Biointegration involves the establishment of seamless physical connections between the tissue and the implant, which results in an increase in mechanical binding strength. Mechanical binding strength between the tissue and the implant has been used as an important measure of biointegration in orthopedic implants.31
However, in the case of prosthetic devices that interface with soft tissues (e.g., keratoprostheses), mechanical binding has not received much attention. Here, we have developed a simple method to measure the mechanical binding strength of an implant to the cornea. All HAp coatings not only enhanced cell viability on PMMA but also greatly increased the mechanical strength of binding of PMMA to corneal tissue ex vivo. This may be of benefit in preventing extrusion, particularly in response to trauma or transient increases in intraocular pressure. Ideally, this will reflect better tissue integrity and will translate to a lesser risk of bacterial translocation into the eye. PMMA itself is widely used and well tolerated as a KPro material; the fact that HAp coating did not adversely affect biocompatibility in vivo and appeared to reduce the inflammatory reaction to the PMMA is reassuring.

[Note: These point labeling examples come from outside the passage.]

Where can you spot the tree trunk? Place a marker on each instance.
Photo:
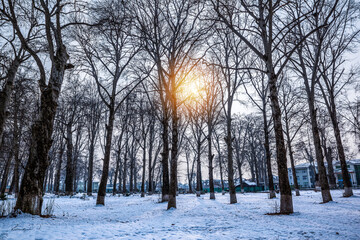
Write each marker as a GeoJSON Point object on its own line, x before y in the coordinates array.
{"type": "Point", "coordinates": [69, 179]}
{"type": "Point", "coordinates": [228, 140]}
{"type": "Point", "coordinates": [143, 172]}
{"type": "Point", "coordinates": [31, 190]}
{"type": "Point", "coordinates": [105, 173]}
{"type": "Point", "coordinates": [331, 176]}
{"type": "Point", "coordinates": [198, 168]}
{"type": "Point", "coordinates": [272, 193]}
{"type": "Point", "coordinates": [210, 157]}
{"type": "Point", "coordinates": [5, 94]}
{"type": "Point", "coordinates": [174, 150]}
{"type": "Point", "coordinates": [325, 189]}
{"type": "Point", "coordinates": [151, 144]}
{"type": "Point", "coordinates": [344, 171]}
{"type": "Point", "coordinates": [165, 160]}
{"type": "Point", "coordinates": [116, 173]}
{"type": "Point", "coordinates": [293, 170]}
{"type": "Point", "coordinates": [286, 205]}
{"type": "Point", "coordinates": [58, 170]}
{"type": "Point", "coordinates": [4, 179]}
{"type": "Point", "coordinates": [221, 176]}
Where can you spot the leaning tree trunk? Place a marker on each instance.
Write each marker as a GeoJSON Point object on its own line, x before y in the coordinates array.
{"type": "Point", "coordinates": [286, 205]}
{"type": "Point", "coordinates": [331, 175]}
{"type": "Point", "coordinates": [198, 168]}
{"type": "Point", "coordinates": [151, 144]}
{"type": "Point", "coordinates": [272, 193]}
{"type": "Point", "coordinates": [228, 140]}
{"type": "Point", "coordinates": [174, 154]}
{"type": "Point", "coordinates": [221, 176]}
{"type": "Point", "coordinates": [30, 195]}
{"type": "Point", "coordinates": [143, 172]}
{"type": "Point", "coordinates": [325, 189]}
{"type": "Point", "coordinates": [165, 160]}
{"type": "Point", "coordinates": [345, 173]}
{"type": "Point", "coordinates": [210, 157]}
{"type": "Point", "coordinates": [292, 162]}
{"type": "Point", "coordinates": [69, 178]}
{"type": "Point", "coordinates": [5, 175]}
{"type": "Point", "coordinates": [5, 94]}
{"type": "Point", "coordinates": [58, 171]}
{"type": "Point", "coordinates": [105, 173]}
{"type": "Point", "coordinates": [117, 170]}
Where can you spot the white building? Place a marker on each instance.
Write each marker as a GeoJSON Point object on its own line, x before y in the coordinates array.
{"type": "Point", "coordinates": [305, 173]}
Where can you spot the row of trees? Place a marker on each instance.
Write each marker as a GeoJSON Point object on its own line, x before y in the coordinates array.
{"type": "Point", "coordinates": [139, 83]}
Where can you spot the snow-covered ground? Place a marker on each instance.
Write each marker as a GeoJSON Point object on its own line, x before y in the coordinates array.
{"type": "Point", "coordinates": [195, 218]}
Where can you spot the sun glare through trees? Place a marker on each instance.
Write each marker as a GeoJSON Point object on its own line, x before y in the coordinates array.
{"type": "Point", "coordinates": [179, 119]}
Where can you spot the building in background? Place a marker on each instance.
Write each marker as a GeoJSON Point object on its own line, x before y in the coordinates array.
{"type": "Point", "coordinates": [306, 172]}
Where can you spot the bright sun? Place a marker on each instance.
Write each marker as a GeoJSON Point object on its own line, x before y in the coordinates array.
{"type": "Point", "coordinates": [192, 87]}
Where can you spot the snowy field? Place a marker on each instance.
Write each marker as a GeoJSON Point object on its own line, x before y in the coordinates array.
{"type": "Point", "coordinates": [195, 218]}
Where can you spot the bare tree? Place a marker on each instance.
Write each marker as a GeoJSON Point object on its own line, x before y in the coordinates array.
{"type": "Point", "coordinates": [30, 195]}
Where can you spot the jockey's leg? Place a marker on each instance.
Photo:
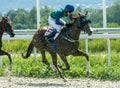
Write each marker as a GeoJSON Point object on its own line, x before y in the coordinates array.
{"type": "Point", "coordinates": [53, 44]}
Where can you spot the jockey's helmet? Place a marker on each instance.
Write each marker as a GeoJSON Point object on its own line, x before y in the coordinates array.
{"type": "Point", "coordinates": [69, 8]}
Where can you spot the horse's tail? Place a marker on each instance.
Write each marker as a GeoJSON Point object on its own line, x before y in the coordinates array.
{"type": "Point", "coordinates": [29, 51]}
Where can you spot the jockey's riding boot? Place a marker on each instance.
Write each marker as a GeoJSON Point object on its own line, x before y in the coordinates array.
{"type": "Point", "coordinates": [56, 35]}
{"type": "Point", "coordinates": [53, 44]}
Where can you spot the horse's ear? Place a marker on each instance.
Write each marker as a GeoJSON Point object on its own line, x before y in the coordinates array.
{"type": "Point", "coordinates": [79, 14]}
{"type": "Point", "coordinates": [3, 17]}
{"type": "Point", "coordinates": [86, 13]}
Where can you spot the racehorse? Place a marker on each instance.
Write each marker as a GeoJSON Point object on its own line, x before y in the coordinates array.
{"type": "Point", "coordinates": [67, 43]}
{"type": "Point", "coordinates": [5, 26]}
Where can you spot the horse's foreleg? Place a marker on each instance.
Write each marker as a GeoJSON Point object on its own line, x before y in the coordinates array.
{"type": "Point", "coordinates": [55, 66]}
{"type": "Point", "coordinates": [80, 53]}
{"type": "Point", "coordinates": [9, 56]}
{"type": "Point", "coordinates": [63, 57]}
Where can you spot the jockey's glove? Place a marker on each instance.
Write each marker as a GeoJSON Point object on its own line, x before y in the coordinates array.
{"type": "Point", "coordinates": [68, 24]}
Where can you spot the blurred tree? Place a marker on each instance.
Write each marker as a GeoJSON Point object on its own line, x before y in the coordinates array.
{"type": "Point", "coordinates": [32, 18]}
{"type": "Point", "coordinates": [45, 12]}
{"type": "Point", "coordinates": [113, 15]}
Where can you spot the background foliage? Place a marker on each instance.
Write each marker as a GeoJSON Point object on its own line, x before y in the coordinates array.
{"type": "Point", "coordinates": [23, 19]}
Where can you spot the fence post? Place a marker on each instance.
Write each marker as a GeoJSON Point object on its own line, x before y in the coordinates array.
{"type": "Point", "coordinates": [109, 56]}
{"type": "Point", "coordinates": [0, 61]}
{"type": "Point", "coordinates": [86, 45]}
{"type": "Point", "coordinates": [35, 53]}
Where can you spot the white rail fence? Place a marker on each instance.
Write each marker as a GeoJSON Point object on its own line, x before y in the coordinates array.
{"type": "Point", "coordinates": [98, 33]}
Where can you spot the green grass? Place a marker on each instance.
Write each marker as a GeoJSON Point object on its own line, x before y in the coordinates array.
{"type": "Point", "coordinates": [99, 67]}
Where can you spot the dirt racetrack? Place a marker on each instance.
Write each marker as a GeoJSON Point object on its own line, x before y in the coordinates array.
{"type": "Point", "coordinates": [15, 82]}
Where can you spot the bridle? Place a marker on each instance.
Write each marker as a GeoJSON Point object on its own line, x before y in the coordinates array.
{"type": "Point", "coordinates": [3, 26]}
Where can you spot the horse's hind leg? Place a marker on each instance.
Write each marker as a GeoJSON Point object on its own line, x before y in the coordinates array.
{"type": "Point", "coordinates": [63, 57]}
{"type": "Point", "coordinates": [80, 53]}
{"type": "Point", "coordinates": [44, 60]}
{"type": "Point", "coordinates": [9, 56]}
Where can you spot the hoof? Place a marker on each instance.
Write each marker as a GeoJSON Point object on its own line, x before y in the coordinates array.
{"type": "Point", "coordinates": [65, 80]}
{"type": "Point", "coordinates": [88, 73]}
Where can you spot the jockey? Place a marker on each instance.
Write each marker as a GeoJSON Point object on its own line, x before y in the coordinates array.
{"type": "Point", "coordinates": [56, 22]}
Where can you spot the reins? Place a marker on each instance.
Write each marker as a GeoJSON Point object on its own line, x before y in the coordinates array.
{"type": "Point", "coordinates": [3, 26]}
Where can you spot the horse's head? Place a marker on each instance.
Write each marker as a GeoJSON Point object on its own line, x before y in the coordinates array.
{"type": "Point", "coordinates": [82, 23]}
{"type": "Point", "coordinates": [6, 26]}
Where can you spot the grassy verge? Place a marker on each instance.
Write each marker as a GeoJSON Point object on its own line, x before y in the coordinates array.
{"type": "Point", "coordinates": [31, 68]}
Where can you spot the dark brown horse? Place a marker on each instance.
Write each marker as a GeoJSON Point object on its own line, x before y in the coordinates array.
{"type": "Point", "coordinates": [5, 26]}
{"type": "Point", "coordinates": [67, 43]}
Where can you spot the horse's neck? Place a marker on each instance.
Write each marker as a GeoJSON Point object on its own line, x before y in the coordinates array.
{"type": "Point", "coordinates": [74, 33]}
{"type": "Point", "coordinates": [71, 32]}
{"type": "Point", "coordinates": [1, 33]}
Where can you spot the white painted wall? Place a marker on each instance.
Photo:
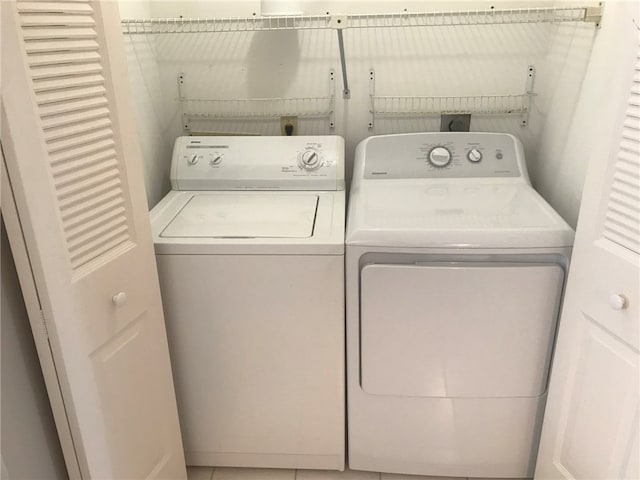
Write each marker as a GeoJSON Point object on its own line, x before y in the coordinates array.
{"type": "Point", "coordinates": [572, 129]}
{"type": "Point", "coordinates": [467, 60]}
{"type": "Point", "coordinates": [150, 106]}
{"type": "Point", "coordinates": [30, 445]}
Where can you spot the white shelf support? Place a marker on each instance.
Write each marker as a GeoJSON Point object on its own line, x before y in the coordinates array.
{"type": "Point", "coordinates": [339, 22]}
{"type": "Point", "coordinates": [531, 75]}
{"type": "Point", "coordinates": [332, 91]}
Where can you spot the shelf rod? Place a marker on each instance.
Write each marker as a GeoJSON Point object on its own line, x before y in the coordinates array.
{"type": "Point", "coordinates": [346, 93]}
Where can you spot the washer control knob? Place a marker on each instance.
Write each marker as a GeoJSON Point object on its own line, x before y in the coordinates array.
{"type": "Point", "coordinates": [439, 157]}
{"type": "Point", "coordinates": [310, 160]}
{"type": "Point", "coordinates": [474, 155]}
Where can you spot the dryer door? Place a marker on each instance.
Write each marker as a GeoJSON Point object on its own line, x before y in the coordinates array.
{"type": "Point", "coordinates": [451, 329]}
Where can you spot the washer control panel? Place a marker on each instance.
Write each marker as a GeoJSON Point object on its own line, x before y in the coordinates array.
{"type": "Point", "coordinates": [442, 155]}
{"type": "Point", "coordinates": [258, 163]}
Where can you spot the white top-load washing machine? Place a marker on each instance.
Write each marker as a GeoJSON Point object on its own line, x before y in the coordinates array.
{"type": "Point", "coordinates": [250, 252]}
{"type": "Point", "coordinates": [455, 269]}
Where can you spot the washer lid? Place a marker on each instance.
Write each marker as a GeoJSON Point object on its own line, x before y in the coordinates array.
{"type": "Point", "coordinates": [272, 215]}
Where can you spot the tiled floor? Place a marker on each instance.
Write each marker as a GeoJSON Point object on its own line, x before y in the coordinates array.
{"type": "Point", "coordinates": [223, 473]}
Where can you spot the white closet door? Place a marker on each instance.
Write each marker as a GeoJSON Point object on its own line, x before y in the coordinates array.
{"type": "Point", "coordinates": [591, 423]}
{"type": "Point", "coordinates": [75, 171]}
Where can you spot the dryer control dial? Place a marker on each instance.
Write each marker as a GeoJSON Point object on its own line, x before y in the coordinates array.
{"type": "Point", "coordinates": [439, 157]}
{"type": "Point", "coordinates": [474, 155]}
{"type": "Point", "coordinates": [310, 160]}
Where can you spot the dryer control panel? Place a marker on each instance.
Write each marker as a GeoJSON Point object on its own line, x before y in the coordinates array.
{"type": "Point", "coordinates": [443, 155]}
{"type": "Point", "coordinates": [258, 163]}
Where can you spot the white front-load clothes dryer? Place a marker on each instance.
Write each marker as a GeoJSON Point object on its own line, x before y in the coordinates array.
{"type": "Point", "coordinates": [454, 276]}
{"type": "Point", "coordinates": [250, 253]}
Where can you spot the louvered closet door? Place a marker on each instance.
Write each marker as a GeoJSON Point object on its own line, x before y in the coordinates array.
{"type": "Point", "coordinates": [591, 424]}
{"type": "Point", "coordinates": [75, 170]}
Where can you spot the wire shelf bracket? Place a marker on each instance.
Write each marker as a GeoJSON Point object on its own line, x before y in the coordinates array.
{"type": "Point", "coordinates": [431, 106]}
{"type": "Point", "coordinates": [211, 109]}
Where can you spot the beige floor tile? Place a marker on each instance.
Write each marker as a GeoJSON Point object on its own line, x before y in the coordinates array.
{"type": "Point", "coordinates": [394, 476]}
{"type": "Point", "coordinates": [221, 473]}
{"type": "Point", "coordinates": [199, 473]}
{"type": "Point", "coordinates": [333, 475]}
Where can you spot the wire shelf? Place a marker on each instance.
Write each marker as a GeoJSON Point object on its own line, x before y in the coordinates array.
{"type": "Point", "coordinates": [401, 106]}
{"type": "Point", "coordinates": [375, 20]}
{"type": "Point", "coordinates": [258, 107]}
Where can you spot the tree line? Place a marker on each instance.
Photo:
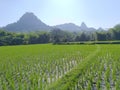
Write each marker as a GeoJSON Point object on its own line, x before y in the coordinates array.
{"type": "Point", "coordinates": [57, 36]}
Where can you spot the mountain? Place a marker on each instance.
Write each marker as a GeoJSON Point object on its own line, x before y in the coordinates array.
{"type": "Point", "coordinates": [28, 22]}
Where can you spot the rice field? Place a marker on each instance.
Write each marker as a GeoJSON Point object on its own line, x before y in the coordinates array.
{"type": "Point", "coordinates": [60, 67]}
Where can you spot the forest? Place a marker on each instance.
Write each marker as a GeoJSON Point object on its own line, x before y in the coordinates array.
{"type": "Point", "coordinates": [57, 36]}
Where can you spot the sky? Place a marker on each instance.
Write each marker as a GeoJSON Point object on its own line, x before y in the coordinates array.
{"type": "Point", "coordinates": [95, 13]}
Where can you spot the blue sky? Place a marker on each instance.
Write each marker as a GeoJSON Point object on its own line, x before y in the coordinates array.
{"type": "Point", "coordinates": [95, 13]}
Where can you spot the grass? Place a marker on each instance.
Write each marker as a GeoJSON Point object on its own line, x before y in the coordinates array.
{"type": "Point", "coordinates": [59, 67]}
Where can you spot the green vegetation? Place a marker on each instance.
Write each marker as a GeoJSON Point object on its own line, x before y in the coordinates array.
{"type": "Point", "coordinates": [60, 67]}
{"type": "Point", "coordinates": [57, 36]}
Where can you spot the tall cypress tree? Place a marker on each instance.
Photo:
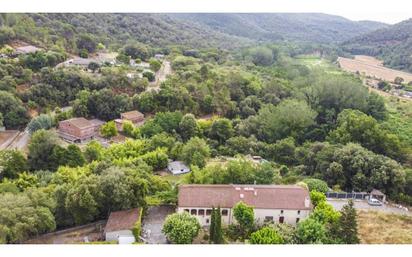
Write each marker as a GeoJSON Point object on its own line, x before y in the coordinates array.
{"type": "Point", "coordinates": [218, 238]}
{"type": "Point", "coordinates": [212, 226]}
{"type": "Point", "coordinates": [348, 226]}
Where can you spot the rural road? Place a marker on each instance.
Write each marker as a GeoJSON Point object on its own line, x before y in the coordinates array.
{"type": "Point", "coordinates": [161, 76]}
{"type": "Point", "coordinates": [363, 205]}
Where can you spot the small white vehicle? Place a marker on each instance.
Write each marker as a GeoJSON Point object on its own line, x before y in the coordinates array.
{"type": "Point", "coordinates": [374, 202]}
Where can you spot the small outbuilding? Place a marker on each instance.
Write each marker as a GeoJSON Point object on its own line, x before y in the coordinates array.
{"type": "Point", "coordinates": [376, 194]}
{"type": "Point", "coordinates": [120, 226]}
{"type": "Point", "coordinates": [78, 130]}
{"type": "Point", "coordinates": [177, 168]}
{"type": "Point", "coordinates": [133, 116]}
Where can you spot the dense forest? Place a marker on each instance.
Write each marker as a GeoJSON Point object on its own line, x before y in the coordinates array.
{"type": "Point", "coordinates": [392, 44]}
{"type": "Point", "coordinates": [313, 125]}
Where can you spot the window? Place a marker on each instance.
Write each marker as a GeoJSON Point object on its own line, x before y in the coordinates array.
{"type": "Point", "coordinates": [268, 218]}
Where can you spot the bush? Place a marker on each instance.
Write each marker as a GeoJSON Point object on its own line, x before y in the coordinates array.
{"type": "Point", "coordinates": [181, 228]}
{"type": "Point", "coordinates": [317, 185]}
{"type": "Point", "coordinates": [266, 235]}
{"type": "Point", "coordinates": [137, 228]}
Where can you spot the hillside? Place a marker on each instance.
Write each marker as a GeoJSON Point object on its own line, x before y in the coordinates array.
{"type": "Point", "coordinates": [311, 27]}
{"type": "Point", "coordinates": [393, 44]}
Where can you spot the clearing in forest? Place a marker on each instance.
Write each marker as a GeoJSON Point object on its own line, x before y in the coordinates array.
{"type": "Point", "coordinates": [383, 228]}
{"type": "Point", "coordinates": [372, 67]}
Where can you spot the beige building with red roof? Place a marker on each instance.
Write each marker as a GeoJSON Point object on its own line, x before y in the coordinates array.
{"type": "Point", "coordinates": [277, 203]}
{"type": "Point", "coordinates": [78, 129]}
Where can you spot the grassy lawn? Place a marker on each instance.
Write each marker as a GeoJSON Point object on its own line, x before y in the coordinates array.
{"type": "Point", "coordinates": [383, 228]}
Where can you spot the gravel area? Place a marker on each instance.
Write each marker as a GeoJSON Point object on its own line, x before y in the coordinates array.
{"type": "Point", "coordinates": [363, 205]}
{"type": "Point", "coordinates": [153, 224]}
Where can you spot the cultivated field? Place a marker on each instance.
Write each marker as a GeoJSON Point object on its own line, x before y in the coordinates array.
{"type": "Point", "coordinates": [384, 228]}
{"type": "Point", "coordinates": [372, 67]}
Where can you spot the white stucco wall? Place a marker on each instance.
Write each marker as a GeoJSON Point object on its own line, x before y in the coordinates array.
{"type": "Point", "coordinates": [290, 216]}
{"type": "Point", "coordinates": [114, 235]}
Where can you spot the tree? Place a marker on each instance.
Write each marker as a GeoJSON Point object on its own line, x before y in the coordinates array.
{"type": "Point", "coordinates": [24, 215]}
{"type": "Point", "coordinates": [108, 130]}
{"type": "Point", "coordinates": [245, 217]}
{"type": "Point", "coordinates": [261, 56]}
{"type": "Point", "coordinates": [311, 231]}
{"type": "Point", "coordinates": [266, 235]}
{"type": "Point", "coordinates": [13, 112]}
{"type": "Point", "coordinates": [43, 121]}
{"type": "Point", "coordinates": [348, 228]}
{"type": "Point", "coordinates": [221, 130]}
{"type": "Point", "coordinates": [181, 228]}
{"type": "Point", "coordinates": [317, 197]}
{"type": "Point", "coordinates": [195, 152]}
{"type": "Point", "coordinates": [357, 127]}
{"type": "Point", "coordinates": [149, 75]}
{"type": "Point", "coordinates": [12, 162]}
{"type": "Point", "coordinates": [289, 118]}
{"type": "Point", "coordinates": [93, 151]}
{"type": "Point", "coordinates": [155, 65]}
{"type": "Point", "coordinates": [216, 227]}
{"type": "Point", "coordinates": [82, 200]}
{"type": "Point", "coordinates": [316, 185]}
{"type": "Point", "coordinates": [188, 127]}
{"type": "Point", "coordinates": [87, 42]}
{"type": "Point", "coordinates": [41, 148]}
{"type": "Point", "coordinates": [93, 66]}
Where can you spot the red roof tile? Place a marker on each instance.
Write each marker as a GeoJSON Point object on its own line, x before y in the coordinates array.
{"type": "Point", "coordinates": [258, 196]}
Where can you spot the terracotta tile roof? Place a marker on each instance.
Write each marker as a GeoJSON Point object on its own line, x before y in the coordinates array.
{"type": "Point", "coordinates": [258, 196]}
{"type": "Point", "coordinates": [132, 115]}
{"type": "Point", "coordinates": [80, 123]}
{"type": "Point", "coordinates": [122, 220]}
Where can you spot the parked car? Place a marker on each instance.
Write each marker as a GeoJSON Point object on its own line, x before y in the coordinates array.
{"type": "Point", "coordinates": [374, 202]}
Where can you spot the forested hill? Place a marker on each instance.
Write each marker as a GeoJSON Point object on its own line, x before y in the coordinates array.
{"type": "Point", "coordinates": [393, 44]}
{"type": "Point", "coordinates": [158, 30]}
{"type": "Point", "coordinates": [189, 30]}
{"type": "Point", "coordinates": [308, 27]}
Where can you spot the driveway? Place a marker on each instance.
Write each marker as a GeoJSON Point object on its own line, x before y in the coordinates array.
{"type": "Point", "coordinates": [363, 205]}
{"type": "Point", "coordinates": [153, 224]}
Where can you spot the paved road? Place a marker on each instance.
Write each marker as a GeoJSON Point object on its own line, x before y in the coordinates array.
{"type": "Point", "coordinates": [363, 205]}
{"type": "Point", "coordinates": [153, 224]}
{"type": "Point", "coordinates": [161, 76]}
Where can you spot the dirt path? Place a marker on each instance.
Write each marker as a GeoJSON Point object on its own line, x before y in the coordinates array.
{"type": "Point", "coordinates": [153, 224]}
{"type": "Point", "coordinates": [363, 205]}
{"type": "Point", "coordinates": [161, 76]}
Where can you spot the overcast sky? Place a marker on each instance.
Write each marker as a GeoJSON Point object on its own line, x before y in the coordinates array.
{"type": "Point", "coordinates": [389, 11]}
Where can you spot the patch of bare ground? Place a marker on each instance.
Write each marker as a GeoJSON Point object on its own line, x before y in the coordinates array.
{"type": "Point", "coordinates": [383, 228]}
{"type": "Point", "coordinates": [372, 67]}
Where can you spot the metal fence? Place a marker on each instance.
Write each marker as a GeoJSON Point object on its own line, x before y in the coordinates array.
{"type": "Point", "coordinates": [345, 195]}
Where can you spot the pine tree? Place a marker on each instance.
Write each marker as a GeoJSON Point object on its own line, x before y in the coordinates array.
{"type": "Point", "coordinates": [212, 226]}
{"type": "Point", "coordinates": [348, 227]}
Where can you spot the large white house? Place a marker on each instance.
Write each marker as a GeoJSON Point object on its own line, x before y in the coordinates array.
{"type": "Point", "coordinates": [277, 203]}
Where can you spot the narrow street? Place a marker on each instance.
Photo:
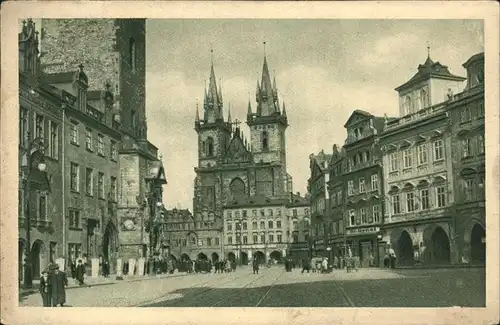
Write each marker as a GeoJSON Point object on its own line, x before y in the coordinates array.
{"type": "Point", "coordinates": [273, 287]}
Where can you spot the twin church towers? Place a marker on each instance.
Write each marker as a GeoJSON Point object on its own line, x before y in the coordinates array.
{"type": "Point", "coordinates": [232, 167]}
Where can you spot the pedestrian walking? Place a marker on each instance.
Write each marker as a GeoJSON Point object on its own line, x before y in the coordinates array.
{"type": "Point", "coordinates": [58, 282]}
{"type": "Point", "coordinates": [45, 289]}
{"type": "Point", "coordinates": [80, 272]}
{"type": "Point", "coordinates": [255, 264]}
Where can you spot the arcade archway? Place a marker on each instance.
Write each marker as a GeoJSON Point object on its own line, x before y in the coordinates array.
{"type": "Point", "coordinates": [276, 255]}
{"type": "Point", "coordinates": [440, 246]}
{"type": "Point", "coordinates": [244, 258]}
{"type": "Point", "coordinates": [260, 257]}
{"type": "Point", "coordinates": [478, 244]}
{"type": "Point", "coordinates": [38, 258]}
{"type": "Point", "coordinates": [405, 246]}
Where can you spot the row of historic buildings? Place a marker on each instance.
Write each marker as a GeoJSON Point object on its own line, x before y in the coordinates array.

An important question is whether tissue adherence to substrates is caused by direct cell adhesion or by substrate interaction with the extracellular matrix (ECM), or both. A hybrid view is that the cells are crucial, though primarily insofar as they produce ECM. Here, we observed improved cell survival (which may require improved adhesion, but we did not demonstrate that rigorously such as by atomic force microscopy) in HAp-coated PMMA discs along with increased strength of adhesion. This study was not designed to address the contributions to adhesive properties from the ECM or how they compare with those from cells. It is also difficult to extrapolate findings from published reports because these mostly address integration with hard tissues such as bone and teeth.32
It is possible that the enhanced performance of the coated discs was caused by the accretion to HAp of proteins such as growth factors that promote cell adherence and ECM synthesis.33–35
Although the mechanism is unknown, these results are encouraging regarding the potential clinical applicability of HAp coatings in keratoprostheses. The technique shown here of measuring adhesion between tissue and KPro and thereby quantifying biointegration could be further applicable to a range of surfaces, including other inorganic compounds and metals as well as varying surface characteristics such as roughness and porosity. Findings of increased mechanical binding might well translate to tighter tissue adherence to the KPro and thereby reduce the risk for devastating infection. HAp coating of the Boston KPro stem now seems ready for clinical testing.
In conclusion, PMMA discs coated with HAp greatly improved cell viability, implant adhesion to tissue, and biocompatibility compared with unmodified PMMA.